Resolution you want to resample your data to. Options: hourly, 3hourly, 6hourly, daily, monthly, annual.

Dashboard

This parameter is used only in the Dashboard mode. It is optional.

Parameter

Description

active_dashboard_plots

Plots that will be active in the dashboard once it is launched (e.g. timeseries, periodic-violin, scatter, distribution).

Report

These parameters are used only in the Report mode. All of them are optional.

Parameter

Description

report_type

Type of report to generate that defines which plots the report will contain, from the options given in report_plots.yaml.

report_summary

Boolean variable to set if you wish to make specific plots for each station in subsection.

report_stations

Boolean variable to set if you wish to make summary plots across station subsection.

report_title

The header in the first page of the report (as in the PDF).

report_filename

The filename of the report or the path to create the report (as in the PDF).

harmonise_stations

Boolean variable to set if you wish to harmonise axes limits across stations for stations report.

harmonise_summary

Boolean variable to set if you wish to harmonise axes limits across subsections for summary report.

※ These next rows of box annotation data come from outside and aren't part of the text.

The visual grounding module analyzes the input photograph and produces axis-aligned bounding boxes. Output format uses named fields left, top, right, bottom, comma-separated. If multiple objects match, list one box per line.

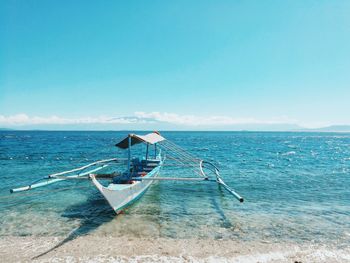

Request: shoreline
left=0, top=235, right=350, bottom=262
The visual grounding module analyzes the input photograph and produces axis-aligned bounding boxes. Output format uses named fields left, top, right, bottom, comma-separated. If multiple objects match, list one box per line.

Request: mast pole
left=128, top=134, right=131, bottom=173
left=146, top=143, right=149, bottom=161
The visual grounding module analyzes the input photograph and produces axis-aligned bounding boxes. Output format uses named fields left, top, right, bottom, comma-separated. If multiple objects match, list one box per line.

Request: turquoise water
left=0, top=131, right=350, bottom=249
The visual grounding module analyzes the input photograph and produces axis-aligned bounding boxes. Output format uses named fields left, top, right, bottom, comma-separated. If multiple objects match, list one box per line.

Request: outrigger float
left=10, top=132, right=243, bottom=213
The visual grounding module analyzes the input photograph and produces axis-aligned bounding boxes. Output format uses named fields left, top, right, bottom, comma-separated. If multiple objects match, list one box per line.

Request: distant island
left=0, top=124, right=350, bottom=132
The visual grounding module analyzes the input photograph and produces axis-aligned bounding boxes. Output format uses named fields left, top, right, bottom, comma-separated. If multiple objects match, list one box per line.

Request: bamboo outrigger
left=10, top=132, right=243, bottom=213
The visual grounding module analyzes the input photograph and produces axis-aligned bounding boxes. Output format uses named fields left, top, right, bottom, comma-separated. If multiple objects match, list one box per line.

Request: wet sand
left=0, top=235, right=350, bottom=262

If the number of networks and species are both multiple but not equal, Providentia will throw the error Error: The number of "network" and "species" fields is not the same. and the user will be required to clearly specify which networks and species they want. For example, this would not be accepted:

network = EBAS, EEA_AQ_eReporting
species = sconco3, sconcno2, sconcso2

But this would:

network = EBAS, EBAS, EBAS, EEA_AQ_eReporting, EEA_AQ_eReporting, EEA_AQ_eReporting
species = sconco3, sconcno2, sconcso2, sconco3, sconcno2, sconcso2

Interpolation

These parameters are used only in the Interpolation mode. All of them are optional.

Parameter

Description

interp_n_neighbours

The number of nearest neighbours to use in the interpolation of model output to observational stations. If not set, this defaults to 4.

interp_spinup_timesteps

Number of initial timesteps skipped for model spin-up. If not set, this defaults to 0.

interp_model_downsampling

Sets the statistic for the downsampling of the model resolution to the observational resolution. Options: mean, median.

interp_model_upsampling

Sets the method for the upsampling of the model resolution to the observational resolution. fill linearly fills between measurements, and gaps sets NaN values for times that the model does not have.

interp_multiprocessing

Boolean variable to set if you wish to use multiprocessing instead of greasy to interpolate on HPC machines.

network_type

Determines whether to use all GHOST or all non-GHOST networks when the observation field uses the * wildcard.

Download

These parameters are used only in the Download mode. All of them are optional.

Parameter

Description

dl_overwrite

Indicates whether previously downloaded files should be overwritten.

dl_ghost_source

Determines where GHOST observations are downloaded from.

dl_interpolated

Specifies whether the interpolated versions of the model output should be downloaded.

dl_mode

Selects what to download when both observations and model output are present in the configuration file.

network_type

Determines whether to use all GHOST or all non-GHOST networks when the observation field uses the * wildcard.